Non-Lethal Weapons: Are They Really Safer?

Non-lethal weapons are being implemented more and more by police departments around the world. These weapons are designed to stop, deter, and subdue suspects without the risk of killing them. The International Network of Civil Liberties Organizations and Physicians for Human Rights worked together on a report and they discovered non-lethal weapons are actually killing people.

The joint report focused on the non-lethal options that police use in order to control crowds. These weapons consist of tear gas, flash bangs, military-grade sound cannons, rubber bullets and other projectile rounds not designed to penetrate flesh. An excerpt from the report about crowd control weapons can be found below.

“The common understanding of CCWs is that they are non-lethal and preferable to the use of more injurious means of dispersing a crowd. However, this report has shown that these weapons can often result in significant injuries, disability, and even death.”

According to the report, projectiles like rubber bullets and bean bag rounds are some of the more dangerous non-lethal weapons at the disposal of police departments. The report looked at 1,925 people who were impacted with a non-lethal projectile round. Out of those 1,925 people, 53 died and 15 suffered permanent injury. The report also stated that 70 percent of the 1,925 people who were injured had injuries that were stated to be severe.

Many organizations that use non-lethal weapons use them based on what the manufacturer says about them. Because they base the use of these weapons on what the manufacturer says, very little, if any, testing is done by the agencies themselves. The report claims that this lack of testing equates to a lack of understanding of what these weapons actually do.

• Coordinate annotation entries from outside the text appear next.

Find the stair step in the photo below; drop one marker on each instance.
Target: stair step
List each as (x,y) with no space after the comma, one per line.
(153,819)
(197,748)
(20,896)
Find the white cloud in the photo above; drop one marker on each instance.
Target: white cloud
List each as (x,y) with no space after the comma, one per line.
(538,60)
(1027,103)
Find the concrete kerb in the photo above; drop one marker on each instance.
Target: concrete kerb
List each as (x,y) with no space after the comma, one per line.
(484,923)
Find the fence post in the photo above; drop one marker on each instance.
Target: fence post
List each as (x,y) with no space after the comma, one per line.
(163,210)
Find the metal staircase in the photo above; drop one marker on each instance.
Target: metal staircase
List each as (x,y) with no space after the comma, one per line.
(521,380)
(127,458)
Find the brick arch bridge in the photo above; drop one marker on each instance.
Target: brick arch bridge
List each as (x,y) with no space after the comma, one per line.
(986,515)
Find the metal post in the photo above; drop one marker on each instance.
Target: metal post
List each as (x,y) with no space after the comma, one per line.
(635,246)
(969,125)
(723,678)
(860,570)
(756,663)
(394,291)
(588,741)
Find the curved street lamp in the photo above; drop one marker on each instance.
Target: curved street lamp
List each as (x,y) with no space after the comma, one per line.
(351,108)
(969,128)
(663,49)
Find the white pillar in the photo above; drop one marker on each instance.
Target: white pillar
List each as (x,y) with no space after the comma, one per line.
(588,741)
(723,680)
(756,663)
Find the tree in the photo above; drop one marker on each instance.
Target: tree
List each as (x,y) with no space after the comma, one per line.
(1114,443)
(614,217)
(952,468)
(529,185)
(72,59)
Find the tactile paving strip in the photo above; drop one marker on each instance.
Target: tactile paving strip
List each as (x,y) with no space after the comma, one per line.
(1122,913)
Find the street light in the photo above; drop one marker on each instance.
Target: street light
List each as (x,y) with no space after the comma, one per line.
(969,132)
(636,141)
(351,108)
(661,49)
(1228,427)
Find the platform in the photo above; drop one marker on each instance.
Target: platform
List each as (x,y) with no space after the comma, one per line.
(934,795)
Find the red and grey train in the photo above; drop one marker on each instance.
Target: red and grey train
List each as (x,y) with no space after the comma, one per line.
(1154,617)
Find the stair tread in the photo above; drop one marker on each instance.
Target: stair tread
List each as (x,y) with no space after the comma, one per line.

“While CCWs may theoretically offer an option for reduced force, in practice, and perhaps because of the assumption that they are always less lethal, the weapons are often used in an indiscriminate manner, without exhausting all other possible peaceful means first.”

James Pasco, executive director of the Fraternal Order of Police spoke with the Huffington Post about the report submitted by the International Network of Civil Liberties Organizations and Physicians for Human Rights.

“Before people jump to conclusions based on the report, we need to take a hard look at the underlying supporting data for less-than-lethal weapons, and that’s what we will do. The reason rubber bullets and tear gas and pepper spray came along in the first place is specifically because they are less-than-lethal. When you take away the less-than-lethal weapons in a use of force situation, you really are begging for a more violent response, if for no other reason than those are the only weapons available.”

The report is clear that the intention of the two groups is not to eliminate the use of all non-lethal weapons. The report is looking to make sure that the people who use them have a full understanding of what type of damage they can cause. According to the report, when these weapons are deployed against a crowd “they cause confusion and panic, resulting in additional injuries as well as an escalation of violence.”

The weapons that this report says should be banned are the non-lethal projectiles that have militarized. The report also calls for some kind of government oversight for organizations that use these types of weapons.

“The use of any kind of force, including CCWs, must always meet the tests of necessity, proportionality, legality, and accountability. Law enforcement officials must always aim to use the minimum force necessary in any situation. When a decision is made to use force in response to acts of violence, law enforcement officials should not treat crowds as a single violent entity because of the actions of some individuals.”

Do you think that non-lethal weapons are as dangerous as lethal weapons?